SRT subtitles- The .srt is primarily associated to DivX, DVD and some other video formats (e.g. MKV) as external subtitle format. SRT files are text files used in video playback. Therefore, they do not contain any video data, but they include the time each subtitle should be displayed followed by the text of the subtitle.
Guide- Converting PGS .sup subtitles to .srt using SupRip (FREE TOOL).
SupRip v1.16 Download (Windows ONLY, Mac users you can have a try with this app if you’re ripping Blu-ray to Mac, which lets you convert Blu-ray .sup subtitles straightly from Blu-ray Disc)
1. Start SupRip, load the SUP file with the “Open” button.
2. Click “Auto-OCR” to automatically scan the whole file and leave any unknown characters alone.
3. Go to the SRT tab
4. Review the subtitles and statistics. Change some options there if you want.

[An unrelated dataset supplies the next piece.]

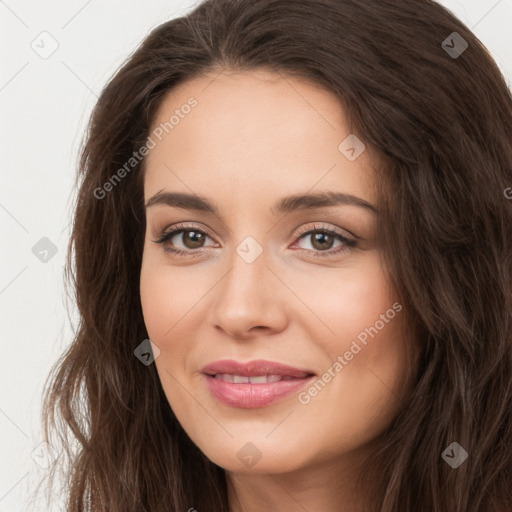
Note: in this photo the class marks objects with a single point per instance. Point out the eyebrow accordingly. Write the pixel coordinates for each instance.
(296, 202)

5. Save the SRT file with the “Save” button
How to name multiple srt files so that the language shows to select:
1) name the subtitles exactly as the video stream. E.g. 00033.m2ts-> 00033.srt
2) give an id to subtitles with different languages. E.g. name English subtitles xxx.en.srt and German subtitles xxx.de.srt
What’s annoying- there are lots of spelling mistakes and indistinguishable characters when Auto-OCR is used, and you have to proof and correct them one by one.